Its greatest problem is that the essays are restricted to tangling with a "keynote" paper by David Chalmers, a philosopher at the University of California, Santa Cruz, Chalmers argues against the reduction of consciousness to the "materialistic mechanical" constructs of brain chemistry, loftily dismissing neurology as solving the "easy" problems, the "ordinary science" of mapping mental functions on to brain circuitry. The hard problem, he and his apologists insist, is to provide a naturalistic account of conscious subjective experience. Limply appealing to information theory and observer paradoxes of quantum physics, Chalmer urges a "paradigmatic shift" in taking consciousness as a fundamental property in itself. It's a catchy, if rather vitalist notion, but wading through Chalmer's attempts to define the "something it is like to be a conscious organism", one becomes very sceptical of "dancing qualia" (units of consciousness); the claim that consciousness does not emerge from neurological processes, but somehow co-exists alongside them; let alone the question of whether consciousness can accompany "informationally differentiated systems" like a thermostat.

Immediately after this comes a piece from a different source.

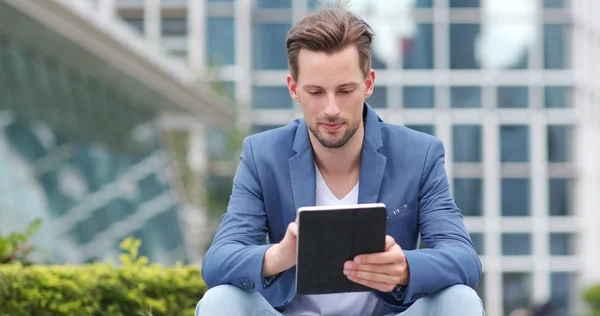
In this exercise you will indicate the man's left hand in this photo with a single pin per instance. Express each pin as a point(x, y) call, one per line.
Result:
point(380, 271)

There are strong echoes of panpsychism - the assertion that consciousness somehow pervades the universe (derided by William James as the "mind-dust hypothesis") - but vindication is swift. Some early essays refreshingly pummel Chalmers onto the ropes - including one by Dennett, the celebrity on the subject.

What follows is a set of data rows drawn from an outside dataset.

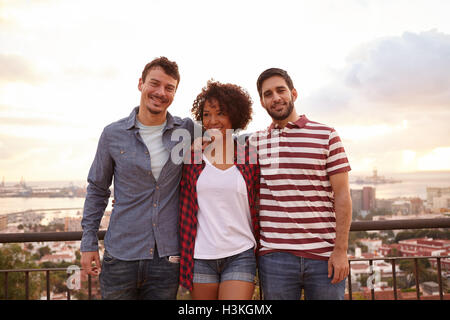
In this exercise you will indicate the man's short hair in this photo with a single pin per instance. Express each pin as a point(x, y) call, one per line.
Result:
point(271, 73)
point(169, 67)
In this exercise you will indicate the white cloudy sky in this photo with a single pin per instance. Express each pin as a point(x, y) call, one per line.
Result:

However, the rest of the book fails to deliver. Although cognitive psychologists, an astrophysicist, a quantum physicist and even a neurologist contribute, they are hidebound by Chalmer's speculations. The rest ramble around the philosophical implications of mental representations, Cartesian homuniculi, free choice, Humean scepticism, and musty references to papers not reproduced.
Considering the subject, there is an infuriating lack of science to many of the "thought experiments" here. Editor Jonathan Shear has produced a book with extraordinary limitations. There is not index, nor anything to identify the authors' core disciplines. At the end of the day, consciousness remains "the zerological subject", as Umberto Eco once characterised it.